WASHINGTON – Investigators have concluded that new thinking is needed on how to evacuate people from endangered skyscrapers and how to get rescuers into them more quickly, according to two individuals familiar with a federal report on the collapse of the World Trade Center (search) towers.
Engineers were to issue three reports Tuesday in New York analyzing the Sept. 11, 2001, twin tower collapses and the response by rescue workers and building occupants.
The National Institute of Standards and Technology (search) also will detail how early decisions played a key role in determining who lived and who died. The attacks killed some 2,749 at the towers, including those who died on the two jetliners that hijackers crashed into the buildings.
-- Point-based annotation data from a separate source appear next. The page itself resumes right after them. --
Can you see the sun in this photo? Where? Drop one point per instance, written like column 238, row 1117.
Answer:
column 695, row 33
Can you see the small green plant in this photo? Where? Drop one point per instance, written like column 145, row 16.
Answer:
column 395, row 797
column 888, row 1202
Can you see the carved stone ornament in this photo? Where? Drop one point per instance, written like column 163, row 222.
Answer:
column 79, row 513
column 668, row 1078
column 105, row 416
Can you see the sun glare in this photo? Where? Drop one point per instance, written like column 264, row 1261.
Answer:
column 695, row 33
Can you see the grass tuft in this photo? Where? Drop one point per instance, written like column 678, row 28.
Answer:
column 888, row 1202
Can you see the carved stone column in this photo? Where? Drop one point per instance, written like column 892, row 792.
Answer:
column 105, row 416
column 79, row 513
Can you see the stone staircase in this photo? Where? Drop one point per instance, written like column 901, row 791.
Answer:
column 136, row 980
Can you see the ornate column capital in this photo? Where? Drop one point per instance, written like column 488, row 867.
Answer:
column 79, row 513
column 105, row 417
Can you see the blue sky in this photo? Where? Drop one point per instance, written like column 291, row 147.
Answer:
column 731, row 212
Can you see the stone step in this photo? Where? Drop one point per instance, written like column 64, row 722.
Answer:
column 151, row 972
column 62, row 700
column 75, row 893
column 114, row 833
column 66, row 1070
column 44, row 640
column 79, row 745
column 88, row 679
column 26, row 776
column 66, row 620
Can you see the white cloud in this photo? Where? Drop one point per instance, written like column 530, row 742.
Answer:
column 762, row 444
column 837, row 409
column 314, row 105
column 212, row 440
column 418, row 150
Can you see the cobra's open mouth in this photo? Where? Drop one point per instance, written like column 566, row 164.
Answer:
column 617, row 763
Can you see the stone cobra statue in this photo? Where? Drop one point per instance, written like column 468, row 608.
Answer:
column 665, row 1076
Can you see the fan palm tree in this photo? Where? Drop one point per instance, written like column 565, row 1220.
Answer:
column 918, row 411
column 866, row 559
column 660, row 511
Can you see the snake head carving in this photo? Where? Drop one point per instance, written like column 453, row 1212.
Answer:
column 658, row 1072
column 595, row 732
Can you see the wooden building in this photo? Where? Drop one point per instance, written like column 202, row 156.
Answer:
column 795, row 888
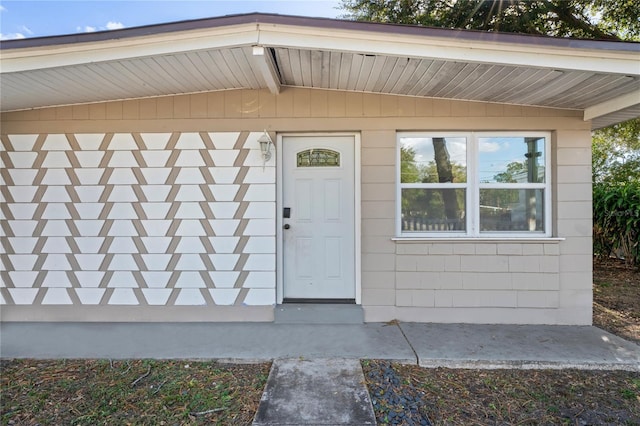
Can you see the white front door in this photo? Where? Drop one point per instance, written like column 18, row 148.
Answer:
column 319, row 233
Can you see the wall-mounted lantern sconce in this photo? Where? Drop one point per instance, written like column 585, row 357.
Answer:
column 265, row 146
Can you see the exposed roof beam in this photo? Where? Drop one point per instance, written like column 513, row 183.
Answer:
column 267, row 67
column 613, row 105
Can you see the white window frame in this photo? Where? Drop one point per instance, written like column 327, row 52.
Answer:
column 473, row 187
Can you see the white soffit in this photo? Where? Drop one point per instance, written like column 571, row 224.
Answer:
column 270, row 51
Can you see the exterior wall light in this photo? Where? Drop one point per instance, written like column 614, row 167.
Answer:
column 265, row 146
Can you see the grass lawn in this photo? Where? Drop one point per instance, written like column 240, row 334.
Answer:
column 142, row 392
column 149, row 392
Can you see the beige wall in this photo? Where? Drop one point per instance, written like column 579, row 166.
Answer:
column 445, row 281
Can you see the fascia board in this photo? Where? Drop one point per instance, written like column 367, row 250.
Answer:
column 301, row 37
column 589, row 60
column 28, row 59
column 612, row 105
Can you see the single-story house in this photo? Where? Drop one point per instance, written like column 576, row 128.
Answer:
column 213, row 170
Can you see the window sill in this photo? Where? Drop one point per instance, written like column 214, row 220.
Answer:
column 518, row 240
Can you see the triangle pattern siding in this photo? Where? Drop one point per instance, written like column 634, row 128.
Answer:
column 136, row 219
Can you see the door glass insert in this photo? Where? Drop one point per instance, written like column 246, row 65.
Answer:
column 318, row 157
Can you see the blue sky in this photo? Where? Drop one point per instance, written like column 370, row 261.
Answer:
column 25, row 18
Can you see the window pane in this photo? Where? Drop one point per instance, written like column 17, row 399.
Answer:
column 433, row 210
column 511, row 160
column 433, row 160
column 318, row 157
column 520, row 210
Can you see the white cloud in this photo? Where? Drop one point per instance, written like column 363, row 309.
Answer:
column 114, row 25
column 11, row 36
column 109, row 26
column 25, row 29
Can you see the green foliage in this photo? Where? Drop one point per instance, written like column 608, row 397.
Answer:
column 616, row 153
column 601, row 19
column 616, row 220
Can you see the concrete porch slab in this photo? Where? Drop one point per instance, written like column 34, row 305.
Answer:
column 226, row 341
column 520, row 346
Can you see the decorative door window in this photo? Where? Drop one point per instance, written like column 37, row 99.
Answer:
column 318, row 157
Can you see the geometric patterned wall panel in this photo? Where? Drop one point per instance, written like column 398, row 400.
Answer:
column 148, row 219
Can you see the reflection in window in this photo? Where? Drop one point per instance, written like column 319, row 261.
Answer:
column 433, row 175
column 511, row 160
column 473, row 184
column 511, row 210
column 433, row 160
column 426, row 210
column 318, row 157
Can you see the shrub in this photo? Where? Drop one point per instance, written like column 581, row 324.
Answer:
column 616, row 221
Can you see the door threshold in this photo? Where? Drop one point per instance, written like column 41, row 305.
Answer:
column 288, row 300
column 319, row 313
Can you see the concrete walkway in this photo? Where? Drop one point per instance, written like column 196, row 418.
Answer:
column 432, row 345
column 315, row 392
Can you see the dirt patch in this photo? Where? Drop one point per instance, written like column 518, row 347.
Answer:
column 444, row 396
column 141, row 392
column 616, row 298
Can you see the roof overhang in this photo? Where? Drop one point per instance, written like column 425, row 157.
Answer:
column 600, row 78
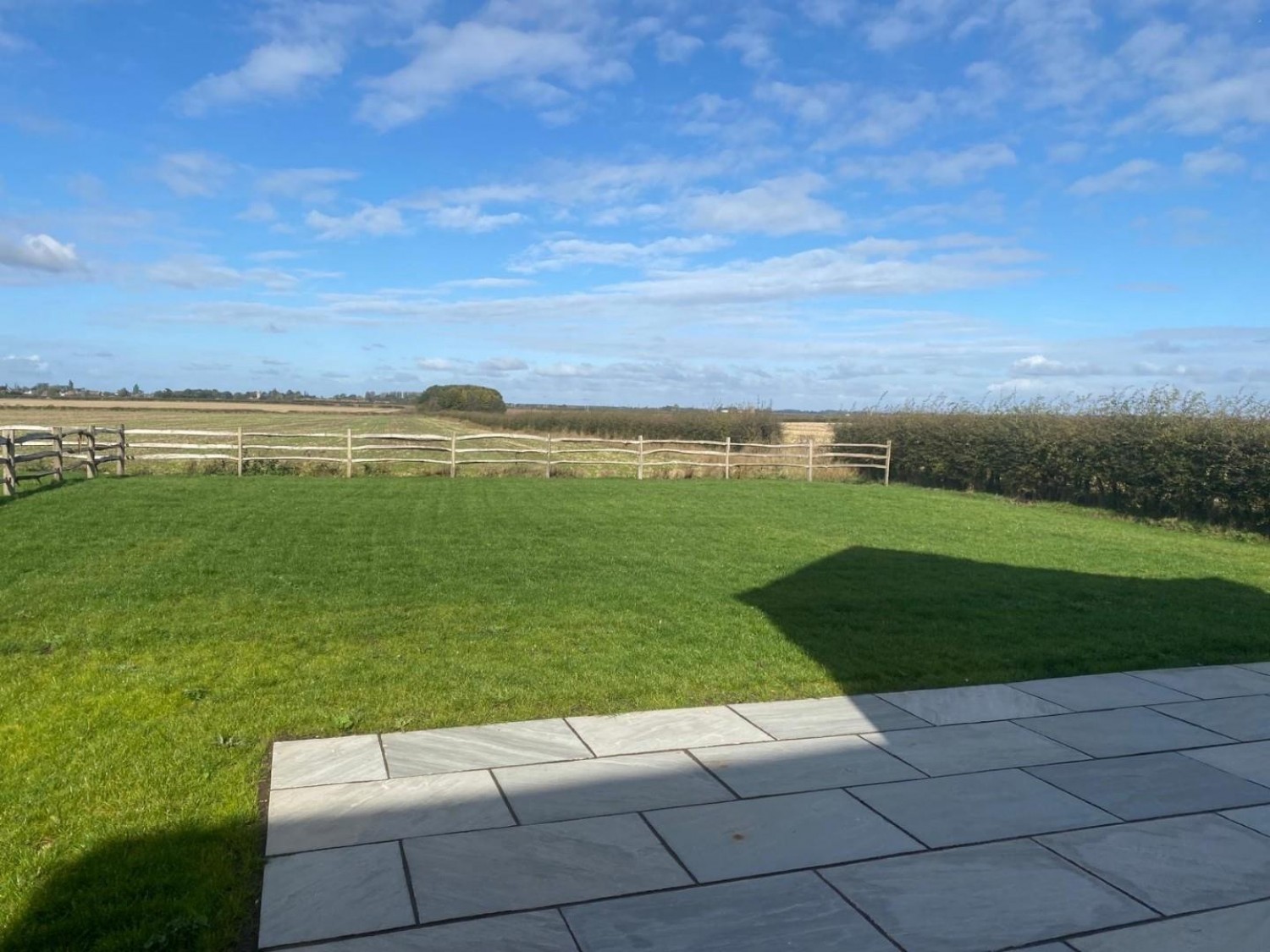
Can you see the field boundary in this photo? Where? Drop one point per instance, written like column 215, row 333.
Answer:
column 447, row 454
column 51, row 448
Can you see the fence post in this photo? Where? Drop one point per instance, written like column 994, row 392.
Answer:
column 58, row 447
column 8, row 471
column 91, row 470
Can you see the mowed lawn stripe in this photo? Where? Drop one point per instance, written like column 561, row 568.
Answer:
column 157, row 632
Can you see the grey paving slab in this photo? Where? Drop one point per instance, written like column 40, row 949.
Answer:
column 1254, row 817
column 1180, row 865
column 980, row 702
column 794, row 766
column 665, row 730
column 1152, row 784
column 1241, row 929
column 1240, row 718
column 525, row 867
column 1247, row 761
column 345, row 814
column 1099, row 692
column 963, row 748
column 518, row 932
column 447, row 749
column 949, row 812
column 982, row 898
column 1124, row 731
column 827, row 716
column 1206, row 683
column 607, row 784
column 792, row 911
column 774, row 834
column 333, row 893
column 305, row 763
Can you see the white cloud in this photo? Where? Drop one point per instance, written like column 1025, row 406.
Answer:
column 469, row 217
column 881, row 119
column 306, row 184
column 40, row 253
column 1041, row 366
column 273, row 71
column 274, row 256
column 1127, row 177
column 207, row 272
column 188, row 174
column 828, row 13
column 934, row 168
column 32, row 363
column 484, row 283
column 502, row 365
column 754, row 47
column 782, row 206
column 558, row 254
column 1204, row 108
column 259, row 212
column 1213, row 162
column 475, row 55
column 1066, row 152
column 677, row 297
column 370, row 220
column 677, row 47
column 810, row 104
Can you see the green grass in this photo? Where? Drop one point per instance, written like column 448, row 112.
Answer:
column 157, row 634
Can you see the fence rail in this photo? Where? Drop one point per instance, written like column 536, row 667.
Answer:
column 52, row 443
column 348, row 449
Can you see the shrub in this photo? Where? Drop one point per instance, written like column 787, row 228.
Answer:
column 461, row 396
column 1157, row 454
column 742, row 426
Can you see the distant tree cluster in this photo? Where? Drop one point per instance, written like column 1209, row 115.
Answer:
column 467, row 398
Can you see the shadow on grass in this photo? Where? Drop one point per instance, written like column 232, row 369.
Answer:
column 881, row 619
column 177, row 890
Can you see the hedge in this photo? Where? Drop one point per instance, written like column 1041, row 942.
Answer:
column 1155, row 454
column 742, row 426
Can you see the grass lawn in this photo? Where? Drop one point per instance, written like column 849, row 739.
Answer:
column 157, row 632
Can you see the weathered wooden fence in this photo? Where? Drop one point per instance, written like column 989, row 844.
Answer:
column 246, row 451
column 52, row 447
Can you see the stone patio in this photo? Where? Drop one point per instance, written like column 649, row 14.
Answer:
column 1113, row 812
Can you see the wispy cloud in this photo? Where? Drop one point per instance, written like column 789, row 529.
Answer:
column 782, row 206
column 1125, row 177
column 193, row 174
column 40, row 253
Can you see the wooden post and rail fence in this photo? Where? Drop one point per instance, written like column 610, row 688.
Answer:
column 246, row 451
column 58, row 449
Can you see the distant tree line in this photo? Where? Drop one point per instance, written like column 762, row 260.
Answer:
column 467, row 398
column 1155, row 454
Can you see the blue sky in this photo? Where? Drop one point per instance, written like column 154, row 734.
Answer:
column 812, row 203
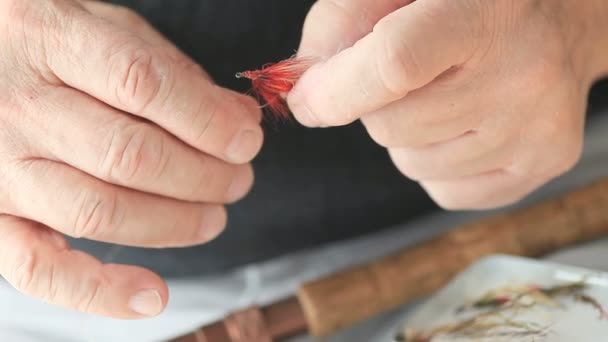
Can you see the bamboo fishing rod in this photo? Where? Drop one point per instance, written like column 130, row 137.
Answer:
column 340, row 300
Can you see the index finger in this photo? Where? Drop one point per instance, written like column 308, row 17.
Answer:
column 406, row 50
column 127, row 72
column 38, row 262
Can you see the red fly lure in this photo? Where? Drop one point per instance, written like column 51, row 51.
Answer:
column 273, row 82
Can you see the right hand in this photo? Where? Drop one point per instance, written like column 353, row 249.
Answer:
column 108, row 132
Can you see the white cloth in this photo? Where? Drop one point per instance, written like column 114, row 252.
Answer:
column 197, row 301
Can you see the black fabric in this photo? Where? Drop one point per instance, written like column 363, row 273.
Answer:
column 313, row 186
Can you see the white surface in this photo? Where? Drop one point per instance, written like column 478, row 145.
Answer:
column 197, row 301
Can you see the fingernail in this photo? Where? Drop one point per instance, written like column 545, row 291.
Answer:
column 239, row 186
column 146, row 303
column 244, row 146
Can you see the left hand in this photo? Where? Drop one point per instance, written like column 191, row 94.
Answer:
column 479, row 101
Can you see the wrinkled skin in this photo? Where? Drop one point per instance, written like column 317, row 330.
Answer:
column 109, row 133
column 480, row 101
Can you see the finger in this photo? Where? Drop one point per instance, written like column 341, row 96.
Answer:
column 333, row 25
column 132, row 75
column 407, row 49
column 81, row 206
column 115, row 147
column 39, row 263
column 465, row 156
column 485, row 191
column 126, row 18
column 424, row 117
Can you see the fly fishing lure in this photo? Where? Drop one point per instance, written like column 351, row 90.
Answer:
column 497, row 311
column 273, row 82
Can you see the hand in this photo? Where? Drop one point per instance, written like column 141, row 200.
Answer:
column 109, row 133
column 479, row 101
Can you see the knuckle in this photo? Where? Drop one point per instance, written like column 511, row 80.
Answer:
column 398, row 66
column 24, row 271
column 133, row 153
column 128, row 16
column 136, row 77
column 95, row 213
column 203, row 120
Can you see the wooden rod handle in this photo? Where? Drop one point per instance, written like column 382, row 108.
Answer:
column 348, row 297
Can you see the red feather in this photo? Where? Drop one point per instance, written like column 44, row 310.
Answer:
column 273, row 82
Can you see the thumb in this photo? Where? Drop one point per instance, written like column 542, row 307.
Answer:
column 334, row 25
The findings represent NIST's last step before issuing its final recommendations in June, the culmination of exhaustive research and testing that produced 10,000 pages of data.
The centerpiece of Tuesday's findings will be the engineers' final conclusions about to the exact sequence of each tower's collapse.
The probe was ordered more than two years ago by Congress to answer lingering questions about the unique design of the World Trade Center buildings, the quality of the buildings' steel, and the ability of the floors and fireproofing to keep them upright.
NIST has already issued preliminary findings that there were no significant problems with the steel.
The two collapses, though different in each building, resulted largely from the way each plane's impact stripped away fireproofing, dislodged key columns, and ignited tons of office material that burned long after the jet fuel had burned away, NIST has concluded.
David Collins, a member of the advisory committee that offered suggestions and questions to NIST investigators, said the research showed design and construction of the building were not major contributors to the collapse.
"I think everyone took deliberate steps to try to do what was necessary to make the buildings as safe as possible," said Collins, a Cincinnati-based architect.
The other findings — about the emergency response and the behavior of those who were in the building — are likely to fuel an ongoing debate over skyscraper safety.
Investigators have determined that previous expectations about how long people would take to evacuate buildings were not borne out by events at the World Trade Center, according to two individuals who worked on the study and have seen the latest drafts of the reports. They spoke to the Associated Press on condition of anonymity before publication of the data.
The pair who discussed the findings would not specify how much of a time difference the investigators found between evacuation predictions and the actual behavior at the World Trade Center but said the discrepancy often stemmed from individuals' lingering in offices before going to stairwells. That behavior that had not been contemplated in previous models.
The evacuation models are important because architects use them to calculate the capacity needed in stairwells, elevators, and other means of exiting a building.
The report also emphasizes the limited ability of rescue personnel to reach higher floors quickly to battle fires and rescue trapped civilians, the two individuals said.
That proved critical for firefighters who climbed 70 flights of stairs carrying up to 100 pounds of gear — and then tried to battle flames or clear debris once there.
Those concerns are spurring a debate both within the NIST group and among the larger fire rescue and construction fields about stairwell and elevator design.
The debate centers around whether "fireproof" elevators, designed to resist flames and smoke, should be installed in new buildings, particularly those that rise above 40 or 50 stories, and the best width and location of stairwells.
Elevators played a critical, but contradictory, role. In some cases, they helped significant numbers of people get out quickly. For others, they became sealed containers trapping them inside a doomed building.
NIST's ultimate goal is to improve building codes.